The Embedded Vision Summit is the preeminent conference on practical computer vision, covering applications from the edge to the cloud. It attracts a global audience of over one thousand product creators, entrepreneurs and business decision-makers who are creating and using computer vision technology. The Embedded Vision Summit has experienced exciting growth over the last few years, with 98% of 2017 Summit attendees reporting that they’d recommend the event to a colleague. The next Summit will take place May 22-24, 2018 in Santa Clara, California. The deadline to submit presentation proposals is November 10, 2017. For detailed proposal requirements and to submit proposals, please visit https://www.embedded-vision.com/summit/2018/call-proposals. For questions or more information, please email email@example.com.
On October 24, 2017 at 11 am ET (8 am PT), Embedded Vision Alliance Founder Jeff Bier will conduct a free one-hour Q&A webcast, "Embedded and Mobile Vision Systems – Developments and Benefits," in partnership with Vision Systems Design. Bier will answer your questions on enabling technologies such as embedded computers, compact vision processors, camera modules and software development tools, as well as on applications such as autonomous vehicles, drones, robots and toys. For more information and to register, see the event page.
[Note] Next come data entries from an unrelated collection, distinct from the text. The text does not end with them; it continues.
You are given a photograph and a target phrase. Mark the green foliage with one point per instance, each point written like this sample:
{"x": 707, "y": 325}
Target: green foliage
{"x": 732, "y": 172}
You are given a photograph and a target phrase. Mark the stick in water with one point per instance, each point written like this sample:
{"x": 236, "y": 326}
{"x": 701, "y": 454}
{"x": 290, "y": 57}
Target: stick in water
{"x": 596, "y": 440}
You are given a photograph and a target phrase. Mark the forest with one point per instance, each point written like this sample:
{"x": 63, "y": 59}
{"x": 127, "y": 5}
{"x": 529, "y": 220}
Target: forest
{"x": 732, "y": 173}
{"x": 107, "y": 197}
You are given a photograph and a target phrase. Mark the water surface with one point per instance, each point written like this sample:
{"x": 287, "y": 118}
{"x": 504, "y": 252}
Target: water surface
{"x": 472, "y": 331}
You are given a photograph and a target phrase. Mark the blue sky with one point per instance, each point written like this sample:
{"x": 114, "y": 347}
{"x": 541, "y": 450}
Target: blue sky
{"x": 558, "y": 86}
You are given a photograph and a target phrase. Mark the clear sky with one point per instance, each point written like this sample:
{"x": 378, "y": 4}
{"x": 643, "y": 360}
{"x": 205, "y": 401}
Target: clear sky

Editor-In-Chief, Embedded Vision Alliance
TOP-RATED SUMMIT TALKS ON APPLICATIONS AND MARKETS
1,000X in Three Years: How Embedded Vision is Transitioning from Exotic to Everyday
Just a few years ago, it was inconceivable that everyday devices would incorporate visual intelligence. Now it’s clear that visual intelligence will be ubiquitous soon. How soon? Faster than you might think, thanks to three key accelerating factors. In the next few years, we'll see roughly a 10x improvement in cost-performance and energy efficiency at each of three layers: algorithms, software techniques, and processor architecture. Combined, this means that we can expect roughly a 1,000x improvement. So, tasks that today require hundreds of watts of power and hundreds of dollars' worth of silicon will soon require less than a watt of power and less than a dollar's worth of silicon. This will be world-changing, enabling even very cost-sensitive devices, like toys, to incorporate sophisticated visual perception. In this talk, Jeff Bier, Founder of the Embedded Vision Alliance and Co-founder and President of BDTI, explains how innovators across the industry are delivering this 1,000X improvement very rapidly. He also highlights end-products that are showing us what’s possible in this new era, and important challenges that remain.
How to Start an Embedded Vision Company
This talk from Chris Rowen, CEO of Cognite Ventures, outlines the essential opportunity and daunting challenges of building significant new companies based on deep learning technology, specifically in vision systems. It draws on Rowen's long experience as a successful founder, CEO, CTO and investor in Silicon Valley, and lays out some of the key factors in selecting a target market, leadership team, technology foundation, and product strategy. It highlights the particular leverage, as well as some of the pitfalls, of the deep learning revolution as a trigger for fundable vision breakthroughs. The talk helps company founders think about how their priorities and skills are best leveraged in a start-up environment. It drills down into the particular issues of embedded deep learning and vision, focusing particularly on the essential role for access to relevant training data, the range of workable business models spanning device and cloud, and the stages of deep learning competence.
The Vision Acceleration API Landscape: Options and Trade-offs
The landscape of APIs for accelerating vision and neural network software using specialized processors continues to rapidly evolve. Many industry-standard APIs, such as OpenCL and OpenVX, are being upgraded to increasingly focus on deep learning, and the industry is rapidly adopting the new generation of low-level, explicit GPU APIs, such as Vulkan, that tightly integrate graphics and compute. Some of these APIs, like OpenVX and OpenCV, are vision-specific, while others, like OpenCL and Vulkan, are general-purpose. Some, like CUDA and TensorRT, are vendor-specific, while others are open standards that any supplier can adopt. Which ones should you use for your project? In this presentation, Neil Trevett, President of the Khronos Group and Vice President at NVIDIA, sorts out the options and helps you make an optimum selection for your particular design situation.
The OpenVX Computer Vision Library Standard for Portable, Efficient Code
OpenVX is an industry-standard computer vision API designed for efficient implementation on a variety of embedded platforms. The API incorporates the concept of a dataflow graph, which enables implementers to apply a range of optimizations appropriate to their architectures, such as image tiling and kernel fusion. Application developers can use this API to create high-performance computer vision applications quickly, without having to perform complex device-specific optimizations for data management and kernel execution, since these optimizations are handled by the OpenVX implementation provided by the processor vendor. This talk from Frank Brill, Design Engineering Director at Cadence and Chairperson of the Khronos Group's OpenVX Working Group, describes the current status of OpenVX, with particular focus on the most recent enhancements to it, including a neural network extension. The talk concludes with summary of the currently available implementations and an overview of the roadmap for the OpenVX API and its implementations.